Hello! I'm Suzannah, a serious DIYer and mom of two little ones. Follow along with my DIY fixer upper house renovations, sewing and crafty projects, real food recipes, and de-stressing goals.
I believe you can love your home just the way it is, AND have the power to design and make big changes to make it better.
I'm also the author of DIY Wardrobe Makeovers!

How to install basic open kitchen shelves (over tile a tile backsplash wall!)

We tore out the upper cabinets along the window wall of our kitchen in favor of a dramatic vent hood and open shelving. I like the look, the cabinets weren't that attractive (even if we had painted them like we did the rest), and they would let us show off our tile wall!

I did a little research on how to install shelves on a wall of tile (various results--you can put the hardware under the tile for floating shelves, even) but mostly just charged ahead with the plan and decided to figure it out later.

So the time finally came the other week, and we had to buy brackets, shelving, and tools for installing into our tile wall! It ended up working out fabulously and I'm here to share our steps with you!

How to install open kitchen shelves over tile

You will need:

  • 10" deep board (we did three 30" out of an 8' long piece of pine that was about $15)
  • Power sander and sandpaper
  • Butcher block oil or conditioner
  • 8" deep brackets (like these or these)
  • Long black screws (we had a hard time finding black ones so ended up using 2.5" exterior screws)
  • Short black screws (we bought two packages of bracket screw packs that come with long screws we didn't use)
  • Diamond-tipped drill bit, 5/16" for regular size 8 or 9 screws (we used this one)
  • Basic tools--masking tape, pen, measuring tape, level
  • Only if you don't know where the studs are: drywall anchors


1. Cut the boards to length. We used a chop saw but had to cut one side, rotate 180 degrees, and very carefully line it up to cut the other side. We did need to sand the cut edges to even them out. 

2. Oil the shelves the way you would a butcher block cutting board or counter. We wanted to go with a natural wood look so didn't want to stain the shelves, but the oil or conditioner keeps them from drying out and makes them easier to clean.

3. Measure bracket placement. (NOTE: Before installing the tile we had measured and noted the stud location, so we knew we would drill into the studs with our brackets.

Mark locations, but cover with Xs of masking tape to protect the rest of the tile from cracking or scratches from the drill bit.

4. Drill top bracket holes on ONE side only. To drill through tile, start the diamond drill bit at an angle until you make an indentation. Then right the drill and drill straight through.

We did three shelves; at this first step only drill the top bracket holes of all one side of the shelves.

5. Dry fit shelves on all three brackets. Put a shelf on each bracket, hold another bracket under the other side, and using a level, check placement of other side holes. We definitely adjusted them a little.

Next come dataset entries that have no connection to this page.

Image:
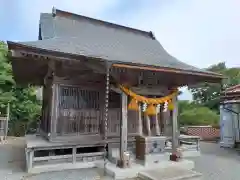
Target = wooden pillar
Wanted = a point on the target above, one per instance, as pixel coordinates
(7, 121)
(175, 133)
(123, 130)
(148, 125)
(161, 116)
(157, 124)
(74, 155)
(106, 116)
(140, 128)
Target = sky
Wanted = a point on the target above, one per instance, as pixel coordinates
(197, 32)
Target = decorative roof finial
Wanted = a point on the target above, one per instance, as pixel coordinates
(54, 11)
(152, 35)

6. Drill other side top holes.

7. Mark bottom holes. Put a shelf on each set of brackets and use a level on the top of the shelf and each bracket to make sure they're straight up and down. Put tape under each approximate bracket hole and mark on top of the tape.

8. Drill bottom holes.

9. Mark hole placement on shelves. They will all be slightly different, so keep the top, middle, and bottom shelves straight.

10. Carefully drill about 1/4" deep pilot holes into shelves on your marks.

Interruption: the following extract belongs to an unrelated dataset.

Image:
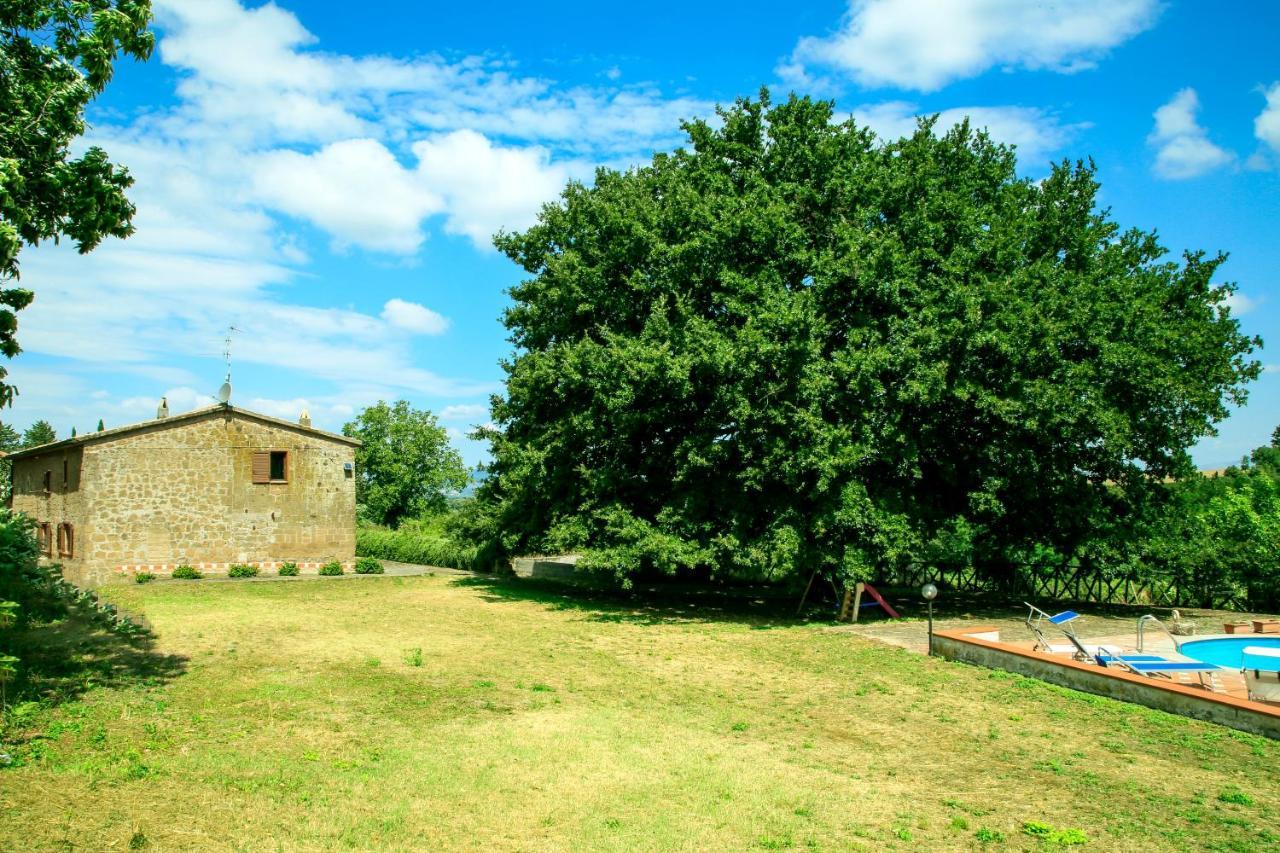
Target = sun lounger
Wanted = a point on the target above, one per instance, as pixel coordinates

11. Screw in small screws to anchor shelves in place. 

That's it for the construction part! Now's the harder/artistic part--styling them!! I think that will be an evolving process for us but for starters it is SO nice to have commonly used dishes right above the dishwasher (instead of on the counter on the opposite side of the kitchen where they were for months before we did the tiling and shelves). Hoorah!